Tanzania is a wild and wonderful place – full of climbing mountains, gushing rivers, beasts and birds. Because of all this excitement we expect each and every traveler to have valid travel insurance. Due to strict health and safety regulations we are unable to accommodate clients who are unable to provide a valid travel insurance certificate prior to taking a trip with us. We ask that your policy includes medical cover along with ample cover for emergency rescue and repatriation. We also suggest you pick a policy that covers trip cancelation, personal liability, and loss of personal effects.

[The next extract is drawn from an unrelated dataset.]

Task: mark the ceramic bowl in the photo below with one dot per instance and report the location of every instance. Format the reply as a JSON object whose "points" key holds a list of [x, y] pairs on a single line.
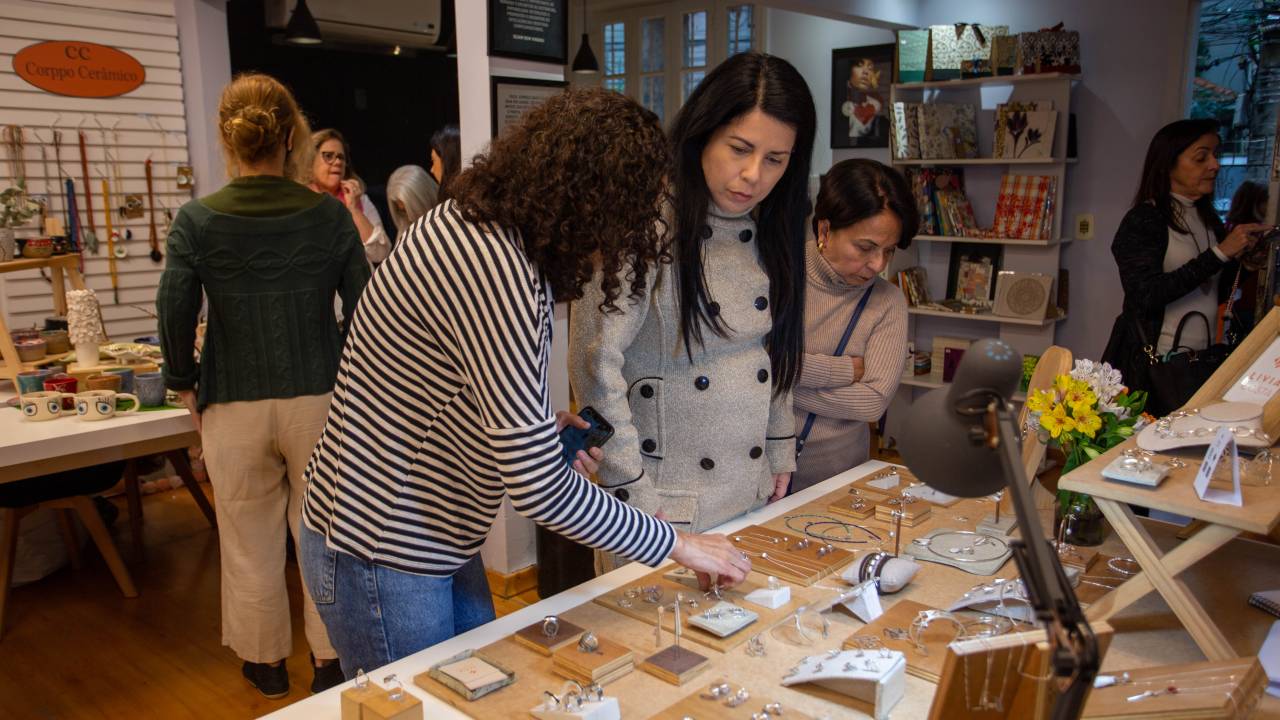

Here at Bush 2 City we can also arrange Flying Doctor Insurance. This insurance is perfect for remote locations as it enables doctors to reach you through the use of light aircraft, and to quickly transport you to the nearest hospital. Flying Doctors Insurance is additional cover and doesn’t replace your normal travel insurance. If you wish to opt for this insurance add on, then please contact us to let us know. We will require a copy of your passport, full details of your travel insurance company, policy number, and a 24-hour contact number for them. We request that you make your booking for Flying Doctors travel insurance when booking your trip with us at Bush 2 City.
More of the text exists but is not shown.